Last Tuesday, hundreds of journalists rightly condemned the murder by Maoist cadres of Avenues TV reporter Birendra Kumar Sah. Chanting slogans, the journalists demanded that the Maoists issue a public apology and punish the guilty.
Outraged though I was by Sah's murder, I was also troubled by the journalists' uncritically recycled demands. These are 'uncritically recycled demands' because they do nothing to reduce the real risks that non-Kathmandu-based journalists face from the Maoists and the government when carrying out their tasks of collecting information for the public.
Take the issue of tendering an apology. The journalists should not have to beg for an apology, especially days after the news of Sah's murder became public. The Maoists should have tendered it by themselves as soon as they found out they had blood on their hands. But they did not.
Instead, their party leaders maintained an icy silence. Others stayed above the fray, as though riff-raff not known to them had committed the crime. Still others, in a classic exploit-every-advantage manner, wanted credit for at least initiating an internal investigation of the circumstances that led to the murder.
Given these harsh realities, only a fool continues to insist that an apology now, however reluctant and stale, will somehow reduce the risks for Nepali journalists.
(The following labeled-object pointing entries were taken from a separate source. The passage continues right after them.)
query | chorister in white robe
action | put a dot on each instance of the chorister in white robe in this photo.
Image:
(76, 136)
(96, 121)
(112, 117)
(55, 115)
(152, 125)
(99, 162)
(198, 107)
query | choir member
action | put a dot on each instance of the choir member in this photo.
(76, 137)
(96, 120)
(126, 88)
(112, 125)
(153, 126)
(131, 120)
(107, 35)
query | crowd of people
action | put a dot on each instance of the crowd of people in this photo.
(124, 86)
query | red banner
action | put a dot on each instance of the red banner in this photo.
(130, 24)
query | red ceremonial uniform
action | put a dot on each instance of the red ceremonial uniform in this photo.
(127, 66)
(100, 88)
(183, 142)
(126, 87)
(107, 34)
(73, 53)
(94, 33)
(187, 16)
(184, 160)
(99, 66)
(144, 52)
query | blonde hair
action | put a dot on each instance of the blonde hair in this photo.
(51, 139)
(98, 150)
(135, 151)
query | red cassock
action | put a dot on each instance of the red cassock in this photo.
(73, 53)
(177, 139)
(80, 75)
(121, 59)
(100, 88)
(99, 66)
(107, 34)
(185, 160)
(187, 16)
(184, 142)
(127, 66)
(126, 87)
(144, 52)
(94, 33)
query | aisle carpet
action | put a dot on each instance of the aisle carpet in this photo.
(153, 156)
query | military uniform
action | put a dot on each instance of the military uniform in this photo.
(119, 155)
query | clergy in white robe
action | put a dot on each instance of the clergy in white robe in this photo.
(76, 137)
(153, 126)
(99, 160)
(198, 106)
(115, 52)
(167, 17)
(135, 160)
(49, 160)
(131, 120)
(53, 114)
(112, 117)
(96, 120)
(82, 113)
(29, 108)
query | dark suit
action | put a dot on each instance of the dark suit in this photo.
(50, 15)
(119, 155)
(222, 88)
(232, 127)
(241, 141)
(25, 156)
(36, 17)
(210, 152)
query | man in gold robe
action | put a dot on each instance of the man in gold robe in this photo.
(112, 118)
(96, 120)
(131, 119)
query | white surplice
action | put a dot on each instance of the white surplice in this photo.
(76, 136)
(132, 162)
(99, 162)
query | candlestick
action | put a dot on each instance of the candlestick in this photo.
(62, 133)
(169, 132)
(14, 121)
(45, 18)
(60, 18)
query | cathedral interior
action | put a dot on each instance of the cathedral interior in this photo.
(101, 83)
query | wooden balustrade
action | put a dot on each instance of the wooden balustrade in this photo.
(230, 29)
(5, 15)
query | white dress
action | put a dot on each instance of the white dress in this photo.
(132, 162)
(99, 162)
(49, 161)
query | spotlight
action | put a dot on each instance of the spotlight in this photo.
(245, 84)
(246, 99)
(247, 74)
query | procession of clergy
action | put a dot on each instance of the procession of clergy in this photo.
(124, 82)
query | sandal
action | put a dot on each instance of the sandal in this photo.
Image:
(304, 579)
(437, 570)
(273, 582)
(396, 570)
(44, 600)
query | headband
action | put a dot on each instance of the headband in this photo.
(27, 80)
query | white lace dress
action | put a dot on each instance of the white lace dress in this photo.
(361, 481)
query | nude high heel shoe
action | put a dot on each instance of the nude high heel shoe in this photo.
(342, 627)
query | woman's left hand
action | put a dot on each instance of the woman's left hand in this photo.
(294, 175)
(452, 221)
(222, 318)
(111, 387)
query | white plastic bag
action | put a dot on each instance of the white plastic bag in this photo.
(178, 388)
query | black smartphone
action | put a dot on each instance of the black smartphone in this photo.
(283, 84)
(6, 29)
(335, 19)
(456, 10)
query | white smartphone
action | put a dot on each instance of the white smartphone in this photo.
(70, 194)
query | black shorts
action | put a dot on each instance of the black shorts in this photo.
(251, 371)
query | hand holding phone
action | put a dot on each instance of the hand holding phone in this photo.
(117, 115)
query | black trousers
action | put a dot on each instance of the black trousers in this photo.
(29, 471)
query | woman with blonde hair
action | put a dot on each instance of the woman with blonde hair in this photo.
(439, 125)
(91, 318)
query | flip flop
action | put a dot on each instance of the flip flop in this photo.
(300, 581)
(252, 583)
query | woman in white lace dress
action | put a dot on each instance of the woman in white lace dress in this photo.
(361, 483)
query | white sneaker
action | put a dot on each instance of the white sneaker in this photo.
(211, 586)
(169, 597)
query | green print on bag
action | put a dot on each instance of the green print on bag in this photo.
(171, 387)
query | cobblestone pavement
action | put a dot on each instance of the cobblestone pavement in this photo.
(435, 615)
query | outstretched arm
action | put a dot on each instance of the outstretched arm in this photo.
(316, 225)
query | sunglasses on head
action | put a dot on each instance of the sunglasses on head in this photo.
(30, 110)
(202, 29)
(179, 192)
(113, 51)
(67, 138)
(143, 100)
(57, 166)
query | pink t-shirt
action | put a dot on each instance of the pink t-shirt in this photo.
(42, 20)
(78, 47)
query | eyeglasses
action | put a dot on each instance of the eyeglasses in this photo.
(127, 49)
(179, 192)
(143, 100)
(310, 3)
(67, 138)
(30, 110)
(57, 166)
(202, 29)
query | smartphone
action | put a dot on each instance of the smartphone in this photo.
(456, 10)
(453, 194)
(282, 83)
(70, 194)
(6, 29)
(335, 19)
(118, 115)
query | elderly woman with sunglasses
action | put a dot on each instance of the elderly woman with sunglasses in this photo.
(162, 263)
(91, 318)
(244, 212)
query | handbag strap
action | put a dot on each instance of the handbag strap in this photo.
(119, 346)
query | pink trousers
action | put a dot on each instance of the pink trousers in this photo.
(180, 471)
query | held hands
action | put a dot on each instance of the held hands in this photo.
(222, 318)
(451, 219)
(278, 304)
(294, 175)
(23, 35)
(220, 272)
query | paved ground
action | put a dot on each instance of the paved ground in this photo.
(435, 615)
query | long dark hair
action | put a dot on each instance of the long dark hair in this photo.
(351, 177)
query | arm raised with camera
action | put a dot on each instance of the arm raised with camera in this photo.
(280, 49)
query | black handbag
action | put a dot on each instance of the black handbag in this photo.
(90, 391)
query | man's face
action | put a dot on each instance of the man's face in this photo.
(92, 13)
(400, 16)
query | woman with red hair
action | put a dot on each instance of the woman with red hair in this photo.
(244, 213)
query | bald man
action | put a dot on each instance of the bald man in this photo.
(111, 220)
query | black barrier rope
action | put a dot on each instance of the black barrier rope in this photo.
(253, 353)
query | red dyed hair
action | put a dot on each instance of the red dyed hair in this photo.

Besides, even if the Maoists' apology does come, that will do little for Sah's grieving wife, who now has to get on with the lonely business of living her life to take care of her child. Yes, there was that moment for a genuinely remorseful apology. But it came and went. And the sooner the protesting journalists accept this and start looking for an alternative solution, the better it will be for the dignity of their profession.
Take, too, the issue of 'punishing the guilty'. Of course, the guilty should be punished. But without giving in to cynicism, let's be realistic. When was the last time you heard about the guilty being punished in Nepal? Years go by before it's even clear who the guilty is, let alone where the guilty is. And with the passage of time, details of every crime recede from public memory. This makes the task of rounding up the suspects all the more difficult. Given court backlogs, the phrase 'punish the guilty' has come to carry little practical weight in Nepal.
But that does not mean the journalists should look to the Maoists for justice. After all, beware the absurdity that such a response leads to: If the Maoists' idea of punishing an innocent person is to murder him, then what could possibly be their idea for punishing the guilty?
And so these shrill demands for an apology and justice have distracted the journalists from asking a far more important, if awkward, question: Just how much is a journalist's life worth in Nepal in plain monetary terms? To answer this question, a segment of journalists should be busy interacting with domestic and foreign economists, insurance executives, lawyers and bankers to work out a formula for appropriately 'valuing' each working journalist's life. This has become an urgent task, especially with the National Human Rights Commission saying this week that there has been no significant improvement in the human rights situation in Nepal since November 2006. Meaning? Journalists and others are still in risk.
Once the formula for valuing a journalist's life is worked out, then effective protests can begin the moment a journalist is hurt. The perpetrators or their political parties have to pay that much money in cold, hard cash to the victim's family. After all, doling out huge sums of money every time a journalist is hurt may make the killers realize that murdering a journalist is a literally unaffordable activity.